The Centers for Disease Control say 22 million Americans have now caught the H1N1 flu and almost 4,000 have died from it.
That number includes 540 children killed by the flu.
But they say those numbers, can be misleading.
Officials say the higher numbers do not mean the epidemic is getting worse, it's just a more accurate count of what's really been happening.
Also on Friday, there's a new warning about the virus.
The H1N1 vaccine is still in short supply nationwide, but more is on the way.
"We have 41.6 doses of the influenza vaccine that are available for the states to order. 41.6 million is more than we had before but it's not as much as we'd hope to have by today,” said Dr. Anne Schuchat the Director for the National Center for Immunization and Respiratory Diseases.
Long lines are a common sight at many health clinics across the country but not here in the wiregrass.
"As the supply increases we do think that access and convenience and ease of getting vaccinated will improve."
Health officials say the amount of time it takes to get the vaccine to citizens varies state to state.

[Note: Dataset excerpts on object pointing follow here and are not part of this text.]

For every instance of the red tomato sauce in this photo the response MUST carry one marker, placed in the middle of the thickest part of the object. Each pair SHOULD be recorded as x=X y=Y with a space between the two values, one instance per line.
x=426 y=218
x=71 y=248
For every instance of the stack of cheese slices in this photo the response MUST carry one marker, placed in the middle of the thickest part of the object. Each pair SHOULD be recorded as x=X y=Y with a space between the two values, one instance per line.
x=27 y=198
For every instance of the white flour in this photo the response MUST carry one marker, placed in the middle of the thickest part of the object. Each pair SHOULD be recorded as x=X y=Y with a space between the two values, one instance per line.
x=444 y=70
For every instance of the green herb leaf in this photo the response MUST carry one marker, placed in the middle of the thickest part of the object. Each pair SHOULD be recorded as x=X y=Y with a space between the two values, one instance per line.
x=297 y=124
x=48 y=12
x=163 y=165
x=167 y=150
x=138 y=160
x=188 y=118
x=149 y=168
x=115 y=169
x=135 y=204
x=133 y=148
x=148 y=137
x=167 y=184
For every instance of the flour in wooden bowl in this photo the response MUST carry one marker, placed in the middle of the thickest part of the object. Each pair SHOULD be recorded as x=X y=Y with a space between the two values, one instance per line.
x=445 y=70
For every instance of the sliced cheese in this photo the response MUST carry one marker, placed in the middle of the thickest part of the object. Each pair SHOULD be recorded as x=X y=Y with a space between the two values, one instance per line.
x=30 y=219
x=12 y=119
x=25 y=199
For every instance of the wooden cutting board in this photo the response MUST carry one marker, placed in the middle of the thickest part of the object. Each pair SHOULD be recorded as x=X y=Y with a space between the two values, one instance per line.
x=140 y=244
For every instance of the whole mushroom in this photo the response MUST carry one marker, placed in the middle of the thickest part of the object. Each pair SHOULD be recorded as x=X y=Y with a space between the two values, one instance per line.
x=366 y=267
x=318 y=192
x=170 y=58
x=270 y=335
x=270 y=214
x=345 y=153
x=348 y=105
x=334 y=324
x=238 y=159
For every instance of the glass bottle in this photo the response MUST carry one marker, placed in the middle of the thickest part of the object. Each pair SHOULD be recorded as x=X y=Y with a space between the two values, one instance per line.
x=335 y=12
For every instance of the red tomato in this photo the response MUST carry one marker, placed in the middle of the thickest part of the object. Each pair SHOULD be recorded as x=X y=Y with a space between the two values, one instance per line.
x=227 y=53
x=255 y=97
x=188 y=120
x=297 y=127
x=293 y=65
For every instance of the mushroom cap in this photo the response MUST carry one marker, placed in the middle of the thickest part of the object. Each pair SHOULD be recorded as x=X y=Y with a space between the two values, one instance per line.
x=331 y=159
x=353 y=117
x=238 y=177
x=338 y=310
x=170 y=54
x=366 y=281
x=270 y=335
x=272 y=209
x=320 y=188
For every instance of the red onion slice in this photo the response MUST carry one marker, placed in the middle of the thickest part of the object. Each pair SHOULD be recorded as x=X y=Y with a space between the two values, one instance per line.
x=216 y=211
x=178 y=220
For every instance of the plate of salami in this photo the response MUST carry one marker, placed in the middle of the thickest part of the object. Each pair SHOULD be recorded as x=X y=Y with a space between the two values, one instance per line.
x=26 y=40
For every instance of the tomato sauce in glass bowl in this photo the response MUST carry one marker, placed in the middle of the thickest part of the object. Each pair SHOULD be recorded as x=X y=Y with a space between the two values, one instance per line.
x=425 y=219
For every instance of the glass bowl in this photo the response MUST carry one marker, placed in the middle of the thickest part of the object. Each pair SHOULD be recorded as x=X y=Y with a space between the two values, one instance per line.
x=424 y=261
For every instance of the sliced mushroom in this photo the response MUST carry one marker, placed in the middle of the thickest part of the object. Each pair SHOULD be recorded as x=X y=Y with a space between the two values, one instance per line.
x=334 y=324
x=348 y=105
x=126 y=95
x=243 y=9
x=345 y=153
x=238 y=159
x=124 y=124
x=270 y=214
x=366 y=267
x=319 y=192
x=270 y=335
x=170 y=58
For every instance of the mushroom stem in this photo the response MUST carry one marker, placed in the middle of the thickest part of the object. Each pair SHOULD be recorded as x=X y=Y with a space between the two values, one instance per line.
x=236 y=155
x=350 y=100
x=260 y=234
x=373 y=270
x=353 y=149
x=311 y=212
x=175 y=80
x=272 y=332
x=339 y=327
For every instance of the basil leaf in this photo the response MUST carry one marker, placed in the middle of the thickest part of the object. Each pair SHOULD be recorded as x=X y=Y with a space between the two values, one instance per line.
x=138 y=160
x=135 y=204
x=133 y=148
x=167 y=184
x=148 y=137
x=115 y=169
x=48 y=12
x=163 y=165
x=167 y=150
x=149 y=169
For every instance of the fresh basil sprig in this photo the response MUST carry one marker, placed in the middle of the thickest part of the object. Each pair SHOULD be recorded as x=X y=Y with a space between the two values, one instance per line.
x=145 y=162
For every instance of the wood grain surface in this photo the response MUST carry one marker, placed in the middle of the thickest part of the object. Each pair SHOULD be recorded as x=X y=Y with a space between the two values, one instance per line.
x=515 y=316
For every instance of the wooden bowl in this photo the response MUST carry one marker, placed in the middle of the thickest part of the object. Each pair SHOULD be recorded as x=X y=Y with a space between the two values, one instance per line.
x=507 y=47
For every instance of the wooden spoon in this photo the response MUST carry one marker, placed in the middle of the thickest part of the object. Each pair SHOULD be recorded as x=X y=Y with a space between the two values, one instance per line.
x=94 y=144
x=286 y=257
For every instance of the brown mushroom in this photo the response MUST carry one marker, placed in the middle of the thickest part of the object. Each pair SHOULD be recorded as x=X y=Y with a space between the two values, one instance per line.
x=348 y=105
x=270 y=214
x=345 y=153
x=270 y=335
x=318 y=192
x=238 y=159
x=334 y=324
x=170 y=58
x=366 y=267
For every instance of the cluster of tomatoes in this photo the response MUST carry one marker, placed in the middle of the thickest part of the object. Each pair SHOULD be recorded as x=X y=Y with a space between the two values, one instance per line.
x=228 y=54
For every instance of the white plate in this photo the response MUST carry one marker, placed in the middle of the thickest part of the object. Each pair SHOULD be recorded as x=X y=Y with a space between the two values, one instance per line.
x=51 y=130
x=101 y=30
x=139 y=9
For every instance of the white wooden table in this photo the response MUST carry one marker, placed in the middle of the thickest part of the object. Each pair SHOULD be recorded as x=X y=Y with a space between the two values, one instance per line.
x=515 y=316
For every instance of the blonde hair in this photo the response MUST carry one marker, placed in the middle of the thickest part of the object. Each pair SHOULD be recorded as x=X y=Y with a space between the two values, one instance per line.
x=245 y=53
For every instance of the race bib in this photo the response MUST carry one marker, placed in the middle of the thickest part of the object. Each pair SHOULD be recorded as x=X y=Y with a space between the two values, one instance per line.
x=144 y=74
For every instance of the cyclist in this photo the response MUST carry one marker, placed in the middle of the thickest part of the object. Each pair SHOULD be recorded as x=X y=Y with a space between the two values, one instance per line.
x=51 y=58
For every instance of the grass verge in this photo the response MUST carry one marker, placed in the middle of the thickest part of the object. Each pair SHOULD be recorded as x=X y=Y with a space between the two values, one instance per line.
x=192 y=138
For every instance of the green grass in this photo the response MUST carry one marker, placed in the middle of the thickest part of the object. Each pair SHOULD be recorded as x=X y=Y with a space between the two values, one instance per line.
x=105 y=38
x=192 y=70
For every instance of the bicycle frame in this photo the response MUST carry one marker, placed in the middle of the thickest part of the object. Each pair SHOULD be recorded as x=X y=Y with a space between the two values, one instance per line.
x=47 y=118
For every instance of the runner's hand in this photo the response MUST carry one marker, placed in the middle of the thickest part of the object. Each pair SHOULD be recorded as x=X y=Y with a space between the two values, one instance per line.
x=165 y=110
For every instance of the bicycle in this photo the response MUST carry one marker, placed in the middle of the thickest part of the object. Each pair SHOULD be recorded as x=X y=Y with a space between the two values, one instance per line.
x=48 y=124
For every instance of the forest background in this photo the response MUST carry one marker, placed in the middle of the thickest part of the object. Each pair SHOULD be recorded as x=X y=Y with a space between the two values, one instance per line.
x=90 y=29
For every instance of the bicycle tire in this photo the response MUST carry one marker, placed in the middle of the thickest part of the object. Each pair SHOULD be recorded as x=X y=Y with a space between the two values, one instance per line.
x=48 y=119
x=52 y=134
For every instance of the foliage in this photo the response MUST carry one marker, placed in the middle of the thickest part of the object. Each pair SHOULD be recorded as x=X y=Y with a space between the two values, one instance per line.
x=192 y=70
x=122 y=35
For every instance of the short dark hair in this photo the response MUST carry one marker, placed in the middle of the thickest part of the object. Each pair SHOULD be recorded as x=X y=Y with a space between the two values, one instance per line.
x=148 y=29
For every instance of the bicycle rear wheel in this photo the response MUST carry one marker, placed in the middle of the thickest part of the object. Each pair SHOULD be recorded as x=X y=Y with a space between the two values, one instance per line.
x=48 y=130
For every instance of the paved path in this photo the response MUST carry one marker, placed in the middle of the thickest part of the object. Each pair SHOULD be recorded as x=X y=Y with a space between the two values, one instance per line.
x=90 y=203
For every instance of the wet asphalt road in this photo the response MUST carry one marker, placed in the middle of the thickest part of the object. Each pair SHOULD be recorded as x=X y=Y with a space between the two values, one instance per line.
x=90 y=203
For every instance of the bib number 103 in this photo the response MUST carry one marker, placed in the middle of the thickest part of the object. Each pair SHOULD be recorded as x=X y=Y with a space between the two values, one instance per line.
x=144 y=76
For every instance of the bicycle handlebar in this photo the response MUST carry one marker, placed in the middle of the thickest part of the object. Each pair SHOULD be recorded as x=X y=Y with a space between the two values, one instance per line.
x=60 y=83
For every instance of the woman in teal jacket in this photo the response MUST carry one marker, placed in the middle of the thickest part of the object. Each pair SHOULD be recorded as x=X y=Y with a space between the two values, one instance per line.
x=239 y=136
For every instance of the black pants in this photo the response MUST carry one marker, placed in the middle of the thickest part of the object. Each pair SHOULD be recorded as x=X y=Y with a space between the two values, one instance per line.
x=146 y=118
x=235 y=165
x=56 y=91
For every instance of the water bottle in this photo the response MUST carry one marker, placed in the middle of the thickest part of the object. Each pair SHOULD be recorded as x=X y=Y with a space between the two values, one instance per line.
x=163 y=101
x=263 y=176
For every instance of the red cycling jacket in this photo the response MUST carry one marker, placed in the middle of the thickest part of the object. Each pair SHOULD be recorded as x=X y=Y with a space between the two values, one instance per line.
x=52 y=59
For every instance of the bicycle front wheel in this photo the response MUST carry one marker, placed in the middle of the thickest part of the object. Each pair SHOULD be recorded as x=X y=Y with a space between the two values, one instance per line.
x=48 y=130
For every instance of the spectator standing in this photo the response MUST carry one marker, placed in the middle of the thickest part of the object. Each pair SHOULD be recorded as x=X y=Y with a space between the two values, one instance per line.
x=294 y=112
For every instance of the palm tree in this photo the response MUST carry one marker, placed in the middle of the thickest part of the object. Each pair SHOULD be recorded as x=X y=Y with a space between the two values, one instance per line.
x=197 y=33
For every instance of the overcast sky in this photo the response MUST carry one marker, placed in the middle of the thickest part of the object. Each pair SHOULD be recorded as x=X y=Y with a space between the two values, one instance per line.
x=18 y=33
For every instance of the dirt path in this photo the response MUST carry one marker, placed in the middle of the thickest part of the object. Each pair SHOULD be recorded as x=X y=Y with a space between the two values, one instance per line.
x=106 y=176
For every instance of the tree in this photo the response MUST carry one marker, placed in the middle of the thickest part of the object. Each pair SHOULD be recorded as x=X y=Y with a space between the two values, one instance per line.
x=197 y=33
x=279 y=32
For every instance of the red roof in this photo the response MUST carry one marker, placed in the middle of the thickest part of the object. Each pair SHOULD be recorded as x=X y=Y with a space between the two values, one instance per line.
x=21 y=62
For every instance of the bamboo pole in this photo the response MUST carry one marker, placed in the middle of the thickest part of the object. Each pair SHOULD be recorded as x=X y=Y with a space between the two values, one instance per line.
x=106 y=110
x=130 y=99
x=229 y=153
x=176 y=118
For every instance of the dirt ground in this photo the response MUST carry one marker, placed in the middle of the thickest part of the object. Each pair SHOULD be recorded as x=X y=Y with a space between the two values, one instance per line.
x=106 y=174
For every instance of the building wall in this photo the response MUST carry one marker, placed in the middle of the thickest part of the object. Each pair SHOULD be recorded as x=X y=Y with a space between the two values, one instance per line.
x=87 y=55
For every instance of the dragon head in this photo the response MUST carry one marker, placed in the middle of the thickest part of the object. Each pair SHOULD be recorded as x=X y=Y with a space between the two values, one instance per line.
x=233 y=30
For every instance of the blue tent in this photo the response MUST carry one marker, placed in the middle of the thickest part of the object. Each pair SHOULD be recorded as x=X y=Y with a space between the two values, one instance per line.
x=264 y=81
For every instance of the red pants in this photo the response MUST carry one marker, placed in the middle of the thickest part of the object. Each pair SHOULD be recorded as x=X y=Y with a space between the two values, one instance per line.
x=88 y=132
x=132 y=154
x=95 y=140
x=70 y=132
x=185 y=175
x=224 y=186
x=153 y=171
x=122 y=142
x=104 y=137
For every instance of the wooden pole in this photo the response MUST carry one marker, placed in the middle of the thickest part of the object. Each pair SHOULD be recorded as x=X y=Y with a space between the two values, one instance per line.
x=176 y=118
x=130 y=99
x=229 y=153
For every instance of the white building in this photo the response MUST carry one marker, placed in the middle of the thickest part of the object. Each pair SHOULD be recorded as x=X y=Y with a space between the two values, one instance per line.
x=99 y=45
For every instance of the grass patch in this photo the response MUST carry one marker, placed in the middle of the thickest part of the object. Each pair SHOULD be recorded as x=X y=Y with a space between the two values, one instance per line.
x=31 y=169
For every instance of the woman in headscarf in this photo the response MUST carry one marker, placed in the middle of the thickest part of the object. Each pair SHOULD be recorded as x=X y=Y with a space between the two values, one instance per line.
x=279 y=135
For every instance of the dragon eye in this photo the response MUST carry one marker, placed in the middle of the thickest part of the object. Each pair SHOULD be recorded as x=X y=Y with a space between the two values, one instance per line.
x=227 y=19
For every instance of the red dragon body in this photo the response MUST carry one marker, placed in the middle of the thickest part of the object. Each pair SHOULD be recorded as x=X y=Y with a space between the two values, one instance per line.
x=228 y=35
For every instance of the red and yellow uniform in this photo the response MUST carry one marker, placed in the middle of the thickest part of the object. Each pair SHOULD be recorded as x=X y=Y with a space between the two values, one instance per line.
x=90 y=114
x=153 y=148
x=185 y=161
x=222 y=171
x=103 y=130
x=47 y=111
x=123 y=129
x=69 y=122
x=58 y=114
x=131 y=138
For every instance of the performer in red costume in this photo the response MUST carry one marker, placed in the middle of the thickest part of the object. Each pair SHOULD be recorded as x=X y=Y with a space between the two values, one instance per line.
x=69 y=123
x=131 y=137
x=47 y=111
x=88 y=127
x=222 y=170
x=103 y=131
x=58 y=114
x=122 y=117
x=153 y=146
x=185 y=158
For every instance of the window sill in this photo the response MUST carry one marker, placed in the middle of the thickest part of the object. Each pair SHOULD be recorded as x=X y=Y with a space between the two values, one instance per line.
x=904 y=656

"It may take longer in some areas than others but a reminder that all of the states are receiving an amount of vaccine that's proportionate to their population," said Dr. Schuchat
Friday, the Centers for Disease Control also added a new group to the list of people deemed at risk.
"People with diabetes have an increased risk of severe illness with any flu and when people with diabetes get flu it may be more difficult to manage their blood sugar,” said Dr. Schuchat
People suffering from diabetes are making up a good chunk of those hospitalized with H1N1.
"People with diabetes account for about 12% of all hospitalizations we've seen from the virus"
"If we focus in on adults 19% of those who have been hospitalized have diabetes, so this can be a very severe illness for people with diabetes."
The H1N1 virus may have killed almost 4,000 people this year, but it's important to point out that the seasonal flu kills about 36,000 people in the U.S. each year.
It seems only a fraction of Americans have been vaccinated against H1N1.
According to CBS news, in a new poll just 6% of adults surveyed have been given the shot.
Here in Houston County, the health department has administered about 1,700 vaccine shots.